20g of solid NaOH is dissolved in 800ml water. The solution is treated with $250ml\;0.8M\;HCl$ solution. The resulting solution is diluted to $2$ litre. $100ml$ of this diluted solution requires $V\;ml\;0.25M\;{H_2}S{O_4}$ for complete neutralisation. The value of $V$ is:
A) $600$
B) $30$
C) $60$
D) $100$

Answer 1

As we know that the normality of a solution is a measure of the concentration which is equal to the ratio of the gram equivalents of mass per litres of solution. We also know that gram equivalent mass is the reactive ability of a compound.
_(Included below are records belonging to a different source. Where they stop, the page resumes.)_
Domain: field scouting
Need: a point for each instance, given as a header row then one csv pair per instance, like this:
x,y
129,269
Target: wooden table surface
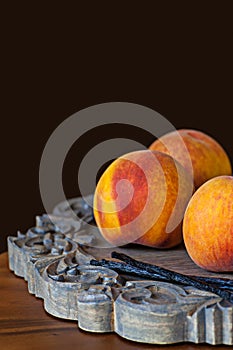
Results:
x,y
24,324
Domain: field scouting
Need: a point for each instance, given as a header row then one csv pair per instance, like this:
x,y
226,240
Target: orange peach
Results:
x,y
208,158
141,197
208,225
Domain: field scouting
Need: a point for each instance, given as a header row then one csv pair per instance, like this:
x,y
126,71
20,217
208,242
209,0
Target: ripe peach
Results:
x,y
208,225
141,197
208,158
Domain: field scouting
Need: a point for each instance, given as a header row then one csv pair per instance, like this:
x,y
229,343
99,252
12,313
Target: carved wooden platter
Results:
x,y
54,258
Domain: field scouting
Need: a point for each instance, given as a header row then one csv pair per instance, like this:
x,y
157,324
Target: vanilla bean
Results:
x,y
127,269
175,276
223,283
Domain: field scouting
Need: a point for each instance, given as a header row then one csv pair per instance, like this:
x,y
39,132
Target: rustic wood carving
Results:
x,y
52,258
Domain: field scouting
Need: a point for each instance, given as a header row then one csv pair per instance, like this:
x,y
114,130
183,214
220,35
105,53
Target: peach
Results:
x,y
208,158
141,197
208,225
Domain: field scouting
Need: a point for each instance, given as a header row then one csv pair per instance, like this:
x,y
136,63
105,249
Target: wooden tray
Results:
x,y
54,258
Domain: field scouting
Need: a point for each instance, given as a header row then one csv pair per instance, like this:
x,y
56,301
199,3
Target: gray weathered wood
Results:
x,y
52,259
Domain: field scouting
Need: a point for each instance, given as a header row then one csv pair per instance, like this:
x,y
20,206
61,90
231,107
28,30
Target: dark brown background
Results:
x,y
58,59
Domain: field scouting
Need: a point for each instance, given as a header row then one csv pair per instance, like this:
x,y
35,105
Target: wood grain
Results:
x,y
25,325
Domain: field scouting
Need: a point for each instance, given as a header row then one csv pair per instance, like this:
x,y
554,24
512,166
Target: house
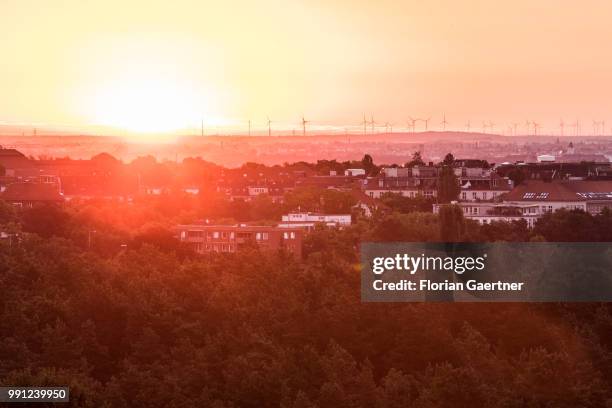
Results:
x,y
29,194
231,238
589,196
354,172
13,161
308,221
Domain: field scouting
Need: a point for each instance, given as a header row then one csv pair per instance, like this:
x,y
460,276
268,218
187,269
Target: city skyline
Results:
x,y
153,68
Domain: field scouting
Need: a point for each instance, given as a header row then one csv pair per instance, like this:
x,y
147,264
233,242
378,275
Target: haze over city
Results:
x,y
151,68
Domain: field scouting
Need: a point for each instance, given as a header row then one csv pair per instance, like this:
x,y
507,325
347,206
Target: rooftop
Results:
x,y
578,190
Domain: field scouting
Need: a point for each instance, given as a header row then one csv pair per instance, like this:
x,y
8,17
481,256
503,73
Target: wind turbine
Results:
x,y
575,126
426,122
444,123
514,127
492,126
304,122
536,127
388,127
412,124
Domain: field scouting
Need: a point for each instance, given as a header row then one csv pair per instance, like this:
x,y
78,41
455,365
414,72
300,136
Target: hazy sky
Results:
x,y
159,65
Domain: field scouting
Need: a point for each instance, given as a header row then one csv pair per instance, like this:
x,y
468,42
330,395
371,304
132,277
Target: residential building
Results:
x,y
29,194
589,196
308,221
488,212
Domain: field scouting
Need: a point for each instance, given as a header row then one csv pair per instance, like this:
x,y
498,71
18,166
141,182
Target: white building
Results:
x,y
486,213
308,221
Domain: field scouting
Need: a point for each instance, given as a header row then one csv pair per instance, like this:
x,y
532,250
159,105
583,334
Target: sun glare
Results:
x,y
147,105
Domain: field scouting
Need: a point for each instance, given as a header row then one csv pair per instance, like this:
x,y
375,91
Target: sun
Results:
x,y
148,104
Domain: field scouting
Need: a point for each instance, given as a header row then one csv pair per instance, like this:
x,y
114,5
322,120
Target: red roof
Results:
x,y
31,192
578,190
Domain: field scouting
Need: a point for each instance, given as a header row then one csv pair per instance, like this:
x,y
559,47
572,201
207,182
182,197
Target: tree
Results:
x,y
452,223
368,164
448,185
517,175
449,159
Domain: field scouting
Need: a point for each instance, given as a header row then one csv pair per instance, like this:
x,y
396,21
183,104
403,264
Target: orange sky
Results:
x,y
162,65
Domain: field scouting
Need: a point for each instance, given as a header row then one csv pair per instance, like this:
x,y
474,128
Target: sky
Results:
x,y
161,66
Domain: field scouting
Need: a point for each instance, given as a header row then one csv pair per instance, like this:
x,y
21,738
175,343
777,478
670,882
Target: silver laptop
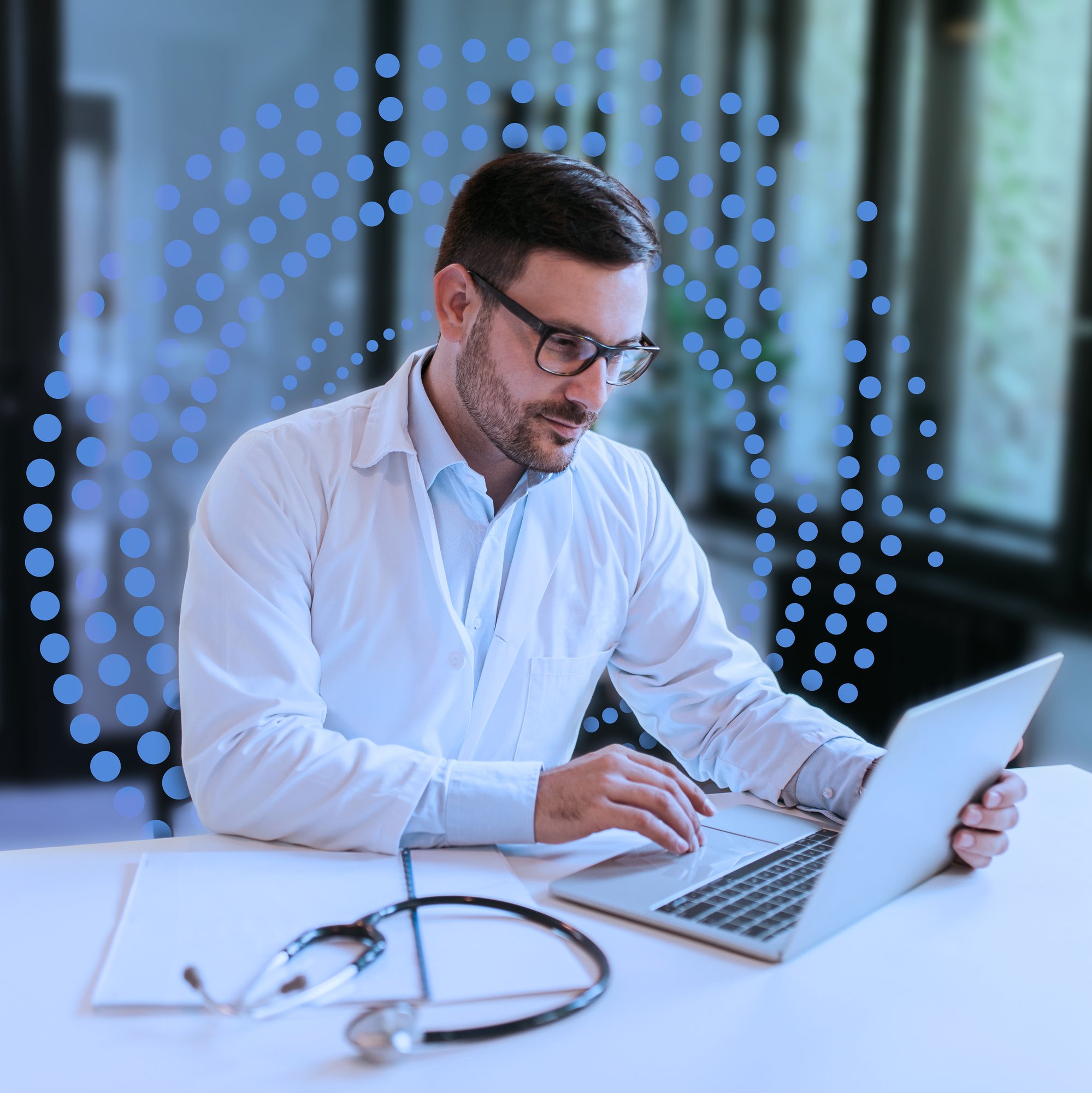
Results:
x,y
771,885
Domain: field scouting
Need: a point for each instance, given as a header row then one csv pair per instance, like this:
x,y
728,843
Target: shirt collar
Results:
x,y
435,448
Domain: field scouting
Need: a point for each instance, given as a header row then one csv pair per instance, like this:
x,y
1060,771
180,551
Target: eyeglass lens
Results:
x,y
566,354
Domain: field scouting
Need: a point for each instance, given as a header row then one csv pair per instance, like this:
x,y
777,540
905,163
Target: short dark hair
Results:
x,y
533,201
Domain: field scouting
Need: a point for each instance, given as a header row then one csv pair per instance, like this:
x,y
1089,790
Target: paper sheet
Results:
x,y
227,913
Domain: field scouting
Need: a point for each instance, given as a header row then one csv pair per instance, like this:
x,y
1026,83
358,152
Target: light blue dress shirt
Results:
x,y
476,547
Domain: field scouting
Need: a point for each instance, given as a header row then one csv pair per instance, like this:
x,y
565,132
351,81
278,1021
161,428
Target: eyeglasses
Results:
x,y
563,352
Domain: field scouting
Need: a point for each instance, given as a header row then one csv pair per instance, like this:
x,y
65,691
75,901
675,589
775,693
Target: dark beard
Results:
x,y
511,428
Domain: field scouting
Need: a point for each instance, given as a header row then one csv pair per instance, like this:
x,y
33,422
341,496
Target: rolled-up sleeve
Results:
x,y
697,688
257,758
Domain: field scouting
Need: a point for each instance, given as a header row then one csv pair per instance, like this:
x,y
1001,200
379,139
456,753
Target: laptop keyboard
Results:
x,y
763,899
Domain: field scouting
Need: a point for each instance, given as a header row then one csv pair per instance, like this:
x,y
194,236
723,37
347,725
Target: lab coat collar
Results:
x,y
388,430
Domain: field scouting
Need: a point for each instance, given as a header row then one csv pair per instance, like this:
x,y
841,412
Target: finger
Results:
x,y
1008,790
700,802
645,824
639,772
976,861
980,842
976,816
660,803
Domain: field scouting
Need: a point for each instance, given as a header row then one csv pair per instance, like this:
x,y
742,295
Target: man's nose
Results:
x,y
590,389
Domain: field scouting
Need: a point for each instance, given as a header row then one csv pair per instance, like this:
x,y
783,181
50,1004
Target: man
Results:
x,y
398,605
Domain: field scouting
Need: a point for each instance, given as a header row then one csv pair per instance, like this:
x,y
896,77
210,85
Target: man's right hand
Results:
x,y
617,788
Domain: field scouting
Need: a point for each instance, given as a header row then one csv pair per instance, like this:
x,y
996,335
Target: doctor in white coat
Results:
x,y
398,605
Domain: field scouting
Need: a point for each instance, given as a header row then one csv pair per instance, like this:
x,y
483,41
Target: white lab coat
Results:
x,y
324,674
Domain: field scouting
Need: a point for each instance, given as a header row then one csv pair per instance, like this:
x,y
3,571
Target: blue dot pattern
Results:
x,y
311,138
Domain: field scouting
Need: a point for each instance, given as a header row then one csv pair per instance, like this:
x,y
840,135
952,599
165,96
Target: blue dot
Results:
x,y
733,206
134,543
84,730
86,495
131,710
849,563
147,621
114,669
763,230
54,649
39,473
346,78
474,138
727,257
387,65
593,145
188,319
751,277
105,767
45,606
37,518
68,689
855,351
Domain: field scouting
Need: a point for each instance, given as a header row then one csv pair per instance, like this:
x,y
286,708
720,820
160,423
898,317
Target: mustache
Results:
x,y
567,418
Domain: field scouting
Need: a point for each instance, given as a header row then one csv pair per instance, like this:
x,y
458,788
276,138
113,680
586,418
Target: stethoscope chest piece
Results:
x,y
387,1035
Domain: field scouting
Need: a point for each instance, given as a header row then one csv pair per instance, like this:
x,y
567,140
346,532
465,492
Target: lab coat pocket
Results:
x,y
557,698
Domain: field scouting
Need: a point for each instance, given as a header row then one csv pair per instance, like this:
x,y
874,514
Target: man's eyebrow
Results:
x,y
574,328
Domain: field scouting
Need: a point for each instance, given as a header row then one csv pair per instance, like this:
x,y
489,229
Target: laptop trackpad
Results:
x,y
760,824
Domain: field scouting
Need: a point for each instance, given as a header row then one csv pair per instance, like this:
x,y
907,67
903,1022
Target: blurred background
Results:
x,y
873,402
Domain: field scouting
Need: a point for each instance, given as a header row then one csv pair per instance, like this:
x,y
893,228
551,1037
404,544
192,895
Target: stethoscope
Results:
x,y
392,1032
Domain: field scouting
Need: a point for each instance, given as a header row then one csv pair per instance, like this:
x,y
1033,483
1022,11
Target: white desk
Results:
x,y
970,982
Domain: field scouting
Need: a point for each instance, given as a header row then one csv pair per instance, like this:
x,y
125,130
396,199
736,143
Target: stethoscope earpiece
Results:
x,y
387,1035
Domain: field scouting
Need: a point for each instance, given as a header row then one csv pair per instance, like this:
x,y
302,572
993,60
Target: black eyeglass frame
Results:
x,y
544,331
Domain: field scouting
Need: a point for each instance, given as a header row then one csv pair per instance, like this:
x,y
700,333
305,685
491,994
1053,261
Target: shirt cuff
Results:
x,y
829,781
492,803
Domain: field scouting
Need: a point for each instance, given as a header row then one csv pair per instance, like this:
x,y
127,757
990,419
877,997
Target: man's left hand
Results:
x,y
987,821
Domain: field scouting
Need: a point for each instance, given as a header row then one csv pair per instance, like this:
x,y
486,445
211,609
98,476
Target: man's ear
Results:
x,y
457,302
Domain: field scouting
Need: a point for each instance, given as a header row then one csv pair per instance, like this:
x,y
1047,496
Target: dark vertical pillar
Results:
x,y
31,721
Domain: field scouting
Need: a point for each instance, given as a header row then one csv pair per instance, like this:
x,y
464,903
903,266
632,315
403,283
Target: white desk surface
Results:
x,y
973,981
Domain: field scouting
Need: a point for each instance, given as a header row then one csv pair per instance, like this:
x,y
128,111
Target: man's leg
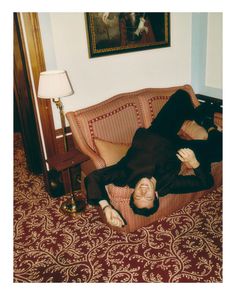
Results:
x,y
178,108
206,151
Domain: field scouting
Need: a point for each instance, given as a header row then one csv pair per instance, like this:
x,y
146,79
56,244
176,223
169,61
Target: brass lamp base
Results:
x,y
72,207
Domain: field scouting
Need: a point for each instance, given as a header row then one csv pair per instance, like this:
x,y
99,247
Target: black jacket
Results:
x,y
149,155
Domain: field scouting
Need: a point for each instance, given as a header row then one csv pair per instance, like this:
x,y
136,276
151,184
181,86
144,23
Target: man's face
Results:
x,y
144,193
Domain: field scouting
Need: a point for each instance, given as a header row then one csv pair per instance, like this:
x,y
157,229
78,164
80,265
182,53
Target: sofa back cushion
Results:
x,y
114,120
111,152
153,99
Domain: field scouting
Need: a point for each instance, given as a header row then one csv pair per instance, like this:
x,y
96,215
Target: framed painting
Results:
x,y
113,33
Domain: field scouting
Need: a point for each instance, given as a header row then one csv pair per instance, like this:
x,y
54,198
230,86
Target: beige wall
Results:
x,y
96,79
214,51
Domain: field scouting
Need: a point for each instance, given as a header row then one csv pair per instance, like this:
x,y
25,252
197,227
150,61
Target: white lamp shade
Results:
x,y
54,84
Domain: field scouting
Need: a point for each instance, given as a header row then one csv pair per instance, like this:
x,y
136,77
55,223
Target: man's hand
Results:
x,y
188,157
113,217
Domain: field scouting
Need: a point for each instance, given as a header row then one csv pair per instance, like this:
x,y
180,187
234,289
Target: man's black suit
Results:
x,y
153,154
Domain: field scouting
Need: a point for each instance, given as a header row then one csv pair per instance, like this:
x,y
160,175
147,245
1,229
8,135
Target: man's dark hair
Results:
x,y
144,211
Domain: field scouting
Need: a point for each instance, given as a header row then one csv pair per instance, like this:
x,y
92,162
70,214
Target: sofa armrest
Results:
x,y
81,144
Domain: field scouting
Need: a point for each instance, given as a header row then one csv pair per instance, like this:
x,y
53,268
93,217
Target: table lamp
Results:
x,y
54,85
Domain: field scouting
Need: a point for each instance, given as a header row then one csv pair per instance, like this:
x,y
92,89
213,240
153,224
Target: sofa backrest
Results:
x,y
116,119
153,99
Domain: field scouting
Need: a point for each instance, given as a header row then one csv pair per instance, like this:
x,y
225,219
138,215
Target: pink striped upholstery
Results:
x,y
116,120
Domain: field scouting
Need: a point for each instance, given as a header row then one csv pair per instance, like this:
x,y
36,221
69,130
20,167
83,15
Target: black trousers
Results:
x,y
170,119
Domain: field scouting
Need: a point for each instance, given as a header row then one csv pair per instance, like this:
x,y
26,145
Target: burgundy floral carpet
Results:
x,y
51,247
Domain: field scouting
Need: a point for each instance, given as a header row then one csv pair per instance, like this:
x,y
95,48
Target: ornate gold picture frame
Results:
x,y
113,33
For complete neutralisation we can compare the normalities of acid and base.

Formula used: $molarity = \dfrac{{mass\;of\;solute \times 1000}}{{molecular\;mass \times vol.\;of\;solvent(ml)}}$ and ${N_1}{V_1} = {N_2}{V_2}$.

Complete step by step solution:
As we are given that $20g$ sodium hydroxide is dissolved in $800ml$ water. So, let us first calculate its molarity which is the ratio of moles of solute to the volume of solvent. We will get:
$molarity = \dfrac{{mass\;of\;solute \times 1000}}{{molecular\;mass \times vol.\;of\;solvent(ml)}}$
${M_{NaOH}} = \dfrac{{20 \times 1000}}{{40 \times 800}}$
${M_{NaOH}} = 0.625M$

Now we will calculate the gram equivalents of sodium hydroxide, as $800ml$ of $0.625M\;NaOH$ contains sodium hydroxide:
$= \dfrac{{0.625 \times 800}}{{1000}} \\\ = 0.5\;g\;equivalent. \\\$
Now, we are given that this solution is treated with $250ml\;0.8M\;HCl$, so it contains hydrochloric acid:
$= \dfrac{{0.8 \times 250}}{{1000}} \\\ = 0.2\;g\;equivalent. \\\$
So, $0.2\,g\;equivalent.$ of $HCl$ would neutralize $0.2\,g\;equivalent.$ of $NaOH$ thus the limiting reagent is hydrochloric acid and the sodium hydroxide left in the solution is $0.5 - 0.2 = 0.3\;g\;equivalent.$ and the total volume of the solution would be: $800ml + 250ml = 1050ml$

Now we can calculate the normality of sodium hydroxide as we have the weight and the volume so it will be $= \dfrac{{0.3}}{{1.05}} = 0.286N$.
Now using this normality, we can dilute this solution in given $2000ml$ volume using
$\Rightarrow {N_1}{V_1} = {N_2}{V_2}$
$\Rightarrow 0.286 \times 1050 = {N_2} \times 2000$
$\Rightarrow {N_2} = 0.15N$
So, now we have the resulting solution and using its $100ml$ volume we can neutralise the sulphuric acid using the similar formula of normality where on the left hand side we have the normality and volume of the resulting solution of sodium hydroxide and on the right hand side we have sulphuric acid dimensions.
$\Rightarrow {N_1}{V_1} = {N_2}{V_2}$
$\Rightarrow 0.15 \times 100 = 2 \times 0.25 \times V$
As we know that the normality of sulphuric acid has a n-factor of $2$.
$V = 30ml$

Therefore, from the above explanation we can say that the correct answer is (B).

Note: Always remember that an acid and a base reacts with each other in equal proportions to neutralise the solution. These acids and bases completely dissociate into their ions whenever they are dissolved in water. Acid and base after reaction gives water and a salt in solution.